Miracle #1: I found a fragrance that did not make me smell like a middle-aged streetwalker. If you have ever read this post, then you know how strongly I object to being labelled middle-aged. Here’s the sad part. Girl-child liked it, too. No teen one wants to share a scent with their mom anymore than they’d want to wear her polyester pant suits. I granted Girl-child full custody. After all, I spend a lot of time at the zoo where fragrance is frowned (and often sneezed) upon, so I couldn’t wear it much anyway. ***
Miracle #2 I bought new clothes. No, really. Like new-new clothes. It’s the first time in 10 years or so that I have actually bought clothes anywhere other than a thrift store. Unless you count my collection of Severus Snape t-shirts, and I don’t. Because Severus isn’t clothing. He’s family. I digress. New clothes! On sale! A pair of capris, some shorts, a new shirt that, for the record, does not contain the image of a certain Slytherin headmaster.

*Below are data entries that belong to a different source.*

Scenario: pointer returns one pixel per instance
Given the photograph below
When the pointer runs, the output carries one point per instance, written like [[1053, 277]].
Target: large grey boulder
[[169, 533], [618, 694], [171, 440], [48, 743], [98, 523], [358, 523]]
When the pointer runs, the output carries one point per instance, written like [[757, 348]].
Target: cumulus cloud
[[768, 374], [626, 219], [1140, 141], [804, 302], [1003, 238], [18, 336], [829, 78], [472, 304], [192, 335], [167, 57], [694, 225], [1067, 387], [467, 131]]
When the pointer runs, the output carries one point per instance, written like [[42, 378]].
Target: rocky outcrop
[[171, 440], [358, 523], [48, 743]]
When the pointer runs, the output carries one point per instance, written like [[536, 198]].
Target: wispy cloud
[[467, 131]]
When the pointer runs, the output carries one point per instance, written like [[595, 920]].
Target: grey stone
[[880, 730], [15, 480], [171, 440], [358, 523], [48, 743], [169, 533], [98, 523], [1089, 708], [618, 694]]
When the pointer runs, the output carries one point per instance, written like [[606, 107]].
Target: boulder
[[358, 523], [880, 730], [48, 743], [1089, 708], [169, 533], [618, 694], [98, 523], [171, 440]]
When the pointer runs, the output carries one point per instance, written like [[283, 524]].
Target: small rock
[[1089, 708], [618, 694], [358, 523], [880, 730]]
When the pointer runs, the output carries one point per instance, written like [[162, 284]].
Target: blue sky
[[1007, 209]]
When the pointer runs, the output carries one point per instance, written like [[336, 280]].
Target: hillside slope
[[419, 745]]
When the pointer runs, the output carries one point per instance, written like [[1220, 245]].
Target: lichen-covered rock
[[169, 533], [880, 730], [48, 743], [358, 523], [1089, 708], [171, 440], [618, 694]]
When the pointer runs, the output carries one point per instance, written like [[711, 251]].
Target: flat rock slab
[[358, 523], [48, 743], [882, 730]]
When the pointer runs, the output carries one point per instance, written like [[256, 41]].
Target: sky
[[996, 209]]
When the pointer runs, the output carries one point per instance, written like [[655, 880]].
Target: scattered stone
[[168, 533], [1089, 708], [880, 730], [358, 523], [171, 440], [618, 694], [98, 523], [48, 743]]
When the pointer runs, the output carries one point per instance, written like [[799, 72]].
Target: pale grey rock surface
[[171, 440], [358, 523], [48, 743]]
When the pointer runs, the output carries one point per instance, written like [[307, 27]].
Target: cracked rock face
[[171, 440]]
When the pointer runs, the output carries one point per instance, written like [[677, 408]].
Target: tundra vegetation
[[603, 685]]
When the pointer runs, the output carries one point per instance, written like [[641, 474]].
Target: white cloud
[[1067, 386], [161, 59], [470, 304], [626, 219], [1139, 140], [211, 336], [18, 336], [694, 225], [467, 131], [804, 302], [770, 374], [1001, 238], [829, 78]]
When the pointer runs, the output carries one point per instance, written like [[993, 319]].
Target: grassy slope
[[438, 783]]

Miracle #3 Pants and shorts were in a single-digit size. Could be vanity sizing, could be I don’t care. Single digit, friends. That’s all this girl needs. I can ride this particular high for a week. Maybe longer.
Miracle #4 Girl-child let me pick the music. Sort of.
We I bought a stack of CDs at the used bookstore for under $1 apiece. And my companion let me listen to some of them in the car. Without gagging up a hairball or leaping out of the moving vehicle. That’s huge. Granted, none of it was Simon and Garfunkel. She has a generous, but she has her limits.
Miracle #5 I got out of Hot Topic without getting into a brawl. Oh, wait. I haven’t told you that story, have I? I keep promising sj that I’ll blog about that one someday. When it’s not quite so fresh and humiliating. When I can find the funny in it.
*** Update*** The second time I tried the smelly stuff, it made me smell like a mildewed sandbox. Not such a sacrifice to let Girl-child have it. It actually smells great on her.